Citrostadienol (1), β-sitosterol (2), two glyceride esters of linolenic, linoleic, and palmitic acids (3, 4), and geraniol (5) were isolated from S. compressa for the first time. The extract showed activity against MCF-7 breast cancer cells and reduced cell viability to 68.2 ± 13.1% compared to the control drug at the concentration of 50 µg/mL, while it was not active against seven test bacteria.Conclusions:
The anti-complementary activity of the isolated steroids suggests S. compressa for future anti-inflammatory research.Keywords
1. Background
Salvia L. is one of the most important genera of Lamiaceae, known for its medicinal activity (1). The Salvia genus consists of 64 species in the Iranian flora, of which 17 are endemic (2, 3). Many studies have suggested different biological activities for sage extracts and their pure metabolites, including antiprotozoal, antifungal, antibacterial, insecticidal, and anticancer (1, 4, 5). Terpenoids and phenolics are major phytochemicals isolated from Salvia species (1). A literature survey showed a study on exudate flavonoids of S. compressa. The surface exudate of S. compressa was predominated in polar caffeic acid derivatives and contained trace amounts of apigenin and quercetin-3-methyl ether (6). Researchers have used GC and GC-MS analyses to determine the constituents of S. compressa essential oils collected from different localities of Iran, showing constituents mainly monoterpenoids, such as geraniol, nerol, borneol, and α-pinene, and sesquiterpenoids, such as β-caryophyllene, caryophyllene oxide, germacrene D, and bicyclogermacrene (7-10).
2. Objectives
Here, we report the isolation and structure elucidation of sterols and glycerides from the CH2Cl2 shoot extract of S. compressa.
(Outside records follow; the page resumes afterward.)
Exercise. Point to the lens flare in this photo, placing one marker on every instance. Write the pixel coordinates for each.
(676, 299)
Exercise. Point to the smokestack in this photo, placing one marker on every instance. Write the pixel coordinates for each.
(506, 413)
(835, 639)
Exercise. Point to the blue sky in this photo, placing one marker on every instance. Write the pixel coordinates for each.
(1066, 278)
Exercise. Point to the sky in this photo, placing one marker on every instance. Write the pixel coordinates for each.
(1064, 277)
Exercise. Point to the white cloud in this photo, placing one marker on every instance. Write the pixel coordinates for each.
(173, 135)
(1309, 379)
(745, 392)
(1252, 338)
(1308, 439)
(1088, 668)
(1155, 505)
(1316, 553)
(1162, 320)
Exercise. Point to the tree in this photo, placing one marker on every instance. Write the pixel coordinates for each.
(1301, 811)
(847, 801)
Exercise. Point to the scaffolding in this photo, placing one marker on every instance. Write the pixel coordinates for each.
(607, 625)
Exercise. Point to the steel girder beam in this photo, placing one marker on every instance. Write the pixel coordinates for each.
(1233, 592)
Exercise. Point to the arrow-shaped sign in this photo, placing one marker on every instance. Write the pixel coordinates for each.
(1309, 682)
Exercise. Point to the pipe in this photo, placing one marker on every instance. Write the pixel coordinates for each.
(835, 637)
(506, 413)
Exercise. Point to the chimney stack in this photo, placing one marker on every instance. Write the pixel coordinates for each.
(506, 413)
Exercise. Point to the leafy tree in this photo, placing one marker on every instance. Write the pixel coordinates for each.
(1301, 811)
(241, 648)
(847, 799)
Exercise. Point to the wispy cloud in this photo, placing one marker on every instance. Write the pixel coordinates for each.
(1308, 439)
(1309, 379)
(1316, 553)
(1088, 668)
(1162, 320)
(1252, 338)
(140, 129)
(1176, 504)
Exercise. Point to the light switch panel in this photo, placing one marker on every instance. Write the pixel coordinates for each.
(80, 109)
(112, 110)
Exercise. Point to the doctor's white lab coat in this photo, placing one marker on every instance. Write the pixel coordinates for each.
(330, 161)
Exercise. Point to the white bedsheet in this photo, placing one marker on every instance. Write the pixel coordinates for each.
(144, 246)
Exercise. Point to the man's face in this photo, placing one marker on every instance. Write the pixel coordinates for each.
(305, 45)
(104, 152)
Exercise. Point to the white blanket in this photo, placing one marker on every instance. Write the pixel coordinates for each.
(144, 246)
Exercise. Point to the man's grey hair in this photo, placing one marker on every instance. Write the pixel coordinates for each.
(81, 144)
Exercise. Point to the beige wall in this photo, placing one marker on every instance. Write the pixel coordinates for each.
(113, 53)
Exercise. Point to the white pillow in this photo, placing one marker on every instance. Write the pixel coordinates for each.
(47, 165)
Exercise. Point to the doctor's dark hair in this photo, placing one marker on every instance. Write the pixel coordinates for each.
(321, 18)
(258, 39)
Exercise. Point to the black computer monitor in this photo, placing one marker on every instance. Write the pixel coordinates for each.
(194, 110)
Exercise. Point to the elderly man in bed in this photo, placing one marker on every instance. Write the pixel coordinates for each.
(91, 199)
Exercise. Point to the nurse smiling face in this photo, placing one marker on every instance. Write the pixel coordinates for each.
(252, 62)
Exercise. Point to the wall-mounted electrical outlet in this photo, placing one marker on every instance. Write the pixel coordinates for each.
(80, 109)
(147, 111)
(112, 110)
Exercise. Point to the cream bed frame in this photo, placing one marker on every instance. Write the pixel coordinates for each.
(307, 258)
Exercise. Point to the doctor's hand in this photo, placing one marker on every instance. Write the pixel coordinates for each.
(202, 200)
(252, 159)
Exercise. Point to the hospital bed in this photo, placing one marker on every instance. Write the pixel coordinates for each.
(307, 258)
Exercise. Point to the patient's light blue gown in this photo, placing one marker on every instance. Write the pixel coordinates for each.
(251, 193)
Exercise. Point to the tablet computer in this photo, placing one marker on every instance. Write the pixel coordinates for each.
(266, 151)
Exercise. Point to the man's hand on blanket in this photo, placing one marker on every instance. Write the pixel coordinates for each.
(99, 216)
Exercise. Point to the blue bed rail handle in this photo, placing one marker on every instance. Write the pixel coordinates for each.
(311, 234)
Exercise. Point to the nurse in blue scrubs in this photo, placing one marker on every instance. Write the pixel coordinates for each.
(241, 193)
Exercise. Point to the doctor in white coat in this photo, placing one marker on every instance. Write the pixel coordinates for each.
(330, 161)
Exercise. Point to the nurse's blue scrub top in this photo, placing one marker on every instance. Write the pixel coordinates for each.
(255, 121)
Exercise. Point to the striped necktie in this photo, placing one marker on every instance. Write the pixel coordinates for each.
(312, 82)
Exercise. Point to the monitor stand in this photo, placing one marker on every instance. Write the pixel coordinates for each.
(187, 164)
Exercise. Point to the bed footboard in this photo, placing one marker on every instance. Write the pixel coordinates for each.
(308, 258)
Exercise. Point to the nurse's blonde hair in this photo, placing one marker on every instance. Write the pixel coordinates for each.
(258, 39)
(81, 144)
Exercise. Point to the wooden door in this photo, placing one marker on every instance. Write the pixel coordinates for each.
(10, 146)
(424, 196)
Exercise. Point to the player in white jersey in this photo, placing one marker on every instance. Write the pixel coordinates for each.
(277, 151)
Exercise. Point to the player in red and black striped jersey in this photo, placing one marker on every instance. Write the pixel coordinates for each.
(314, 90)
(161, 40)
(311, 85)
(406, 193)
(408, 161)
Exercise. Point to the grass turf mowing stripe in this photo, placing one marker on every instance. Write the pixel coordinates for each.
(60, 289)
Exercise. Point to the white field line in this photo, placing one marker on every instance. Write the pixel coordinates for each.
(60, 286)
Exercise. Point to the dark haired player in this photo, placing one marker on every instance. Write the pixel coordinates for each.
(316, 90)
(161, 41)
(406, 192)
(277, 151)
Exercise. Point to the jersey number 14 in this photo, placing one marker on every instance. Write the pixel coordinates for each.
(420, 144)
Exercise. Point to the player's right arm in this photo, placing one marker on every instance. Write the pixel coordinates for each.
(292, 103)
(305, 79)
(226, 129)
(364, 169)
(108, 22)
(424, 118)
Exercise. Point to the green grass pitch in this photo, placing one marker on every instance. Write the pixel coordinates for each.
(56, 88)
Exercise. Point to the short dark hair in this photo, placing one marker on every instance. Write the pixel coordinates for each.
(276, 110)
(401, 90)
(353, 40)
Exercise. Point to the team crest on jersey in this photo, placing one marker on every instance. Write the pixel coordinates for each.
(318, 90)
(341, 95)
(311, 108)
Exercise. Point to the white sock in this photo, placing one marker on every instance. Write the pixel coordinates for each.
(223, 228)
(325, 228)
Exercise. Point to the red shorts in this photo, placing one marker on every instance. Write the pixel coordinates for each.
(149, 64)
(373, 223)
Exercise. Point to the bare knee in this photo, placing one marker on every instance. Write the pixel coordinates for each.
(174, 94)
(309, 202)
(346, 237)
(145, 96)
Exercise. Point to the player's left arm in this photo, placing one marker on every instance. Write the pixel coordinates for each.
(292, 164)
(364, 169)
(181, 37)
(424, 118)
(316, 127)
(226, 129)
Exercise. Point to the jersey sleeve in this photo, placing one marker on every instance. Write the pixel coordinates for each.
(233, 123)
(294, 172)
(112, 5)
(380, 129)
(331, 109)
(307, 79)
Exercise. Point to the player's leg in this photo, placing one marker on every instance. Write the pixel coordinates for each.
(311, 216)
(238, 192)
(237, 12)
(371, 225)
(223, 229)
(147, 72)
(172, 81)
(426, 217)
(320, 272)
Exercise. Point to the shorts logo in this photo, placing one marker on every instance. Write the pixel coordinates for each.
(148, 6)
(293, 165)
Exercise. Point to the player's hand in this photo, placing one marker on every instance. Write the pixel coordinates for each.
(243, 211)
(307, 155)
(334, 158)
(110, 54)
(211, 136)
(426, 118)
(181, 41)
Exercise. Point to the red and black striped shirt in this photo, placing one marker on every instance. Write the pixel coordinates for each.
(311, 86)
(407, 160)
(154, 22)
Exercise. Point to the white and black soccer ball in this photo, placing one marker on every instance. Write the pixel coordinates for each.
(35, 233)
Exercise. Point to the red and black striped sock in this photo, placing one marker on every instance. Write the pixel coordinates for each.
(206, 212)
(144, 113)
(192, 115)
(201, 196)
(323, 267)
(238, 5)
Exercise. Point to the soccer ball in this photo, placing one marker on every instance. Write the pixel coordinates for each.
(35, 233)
In addition, we determined the cytotoxic activity of the extract against MCF-7 using MTT assay and antibacterial effect against four Gram-negative bacteria and three Gram-positive bacteria using nutrient broth micro-dilution (NBMD) antibacterial bioassay.
3. Methods
1D-NMR experiments including 1H NMR (500 MHz) and APT 13C NMR (125 MHz) and 2D-NMR experiments including 1H−1H COSY, HSQC, HMBC, and NOESY were recorded on a Bruker Avance III HD 500 NMR instrument (Karlsruhe, Germany). Chromatographic techniques were applied to separate compounds, including open columns chromatography using silica gel 60 (0.063 - 0.200 mm), flash column chromatography (FCC) using silica gel 60 (0.040 - 0.063 mm), and thin layer chromatography (TLC) using pre-coated silica gel 60 F254 plates (Merck, Darmstadt, Germany). The solvents were obtained from Merck (Darmstadt, Germany). A human breast adenocarcinoma (MCF-7) cell line was obtained from the Iranian Biological Resource Center, Tehran, Iran. RPMI 1640, phosphate-buffered saline (PBS), and fetal bovine serum (FBS) were acquired from Biosera (Ringmer, UK). Penicillin/streptomycin and cisplatin were obtained from EBEWE Pharma (Unterach, Austria). Also, 3-(4,5-dimethylthiazol-2-yl)-2,5-diphenyltetrazolium bromide (MTT) was taken from Sigma-Aldrich (St. Louis, MO, USA). Hydrochloric acid 32% and chloramphenicol were acquired from Sigma-Aldrich. Finally, p-iodonitrotetrazolium violet (INT) was obtained from Fluka (Germany).
3.1. Plant Materials
Salvia compressa Vent. was collected in April 2017 from Fasa, Fars province, Iran (N 29° 34′; E 53° 37′; 1,444 m altitude). The plant material was identified by Mr. Mehdi Zare. Voucher specimen number PC-98-3-8-19-2 is kept at the Herbarium of medicinal and natural products chemistry research center (MNCRC), Shiraz university of medical sciences, Shiraz, Iran (2).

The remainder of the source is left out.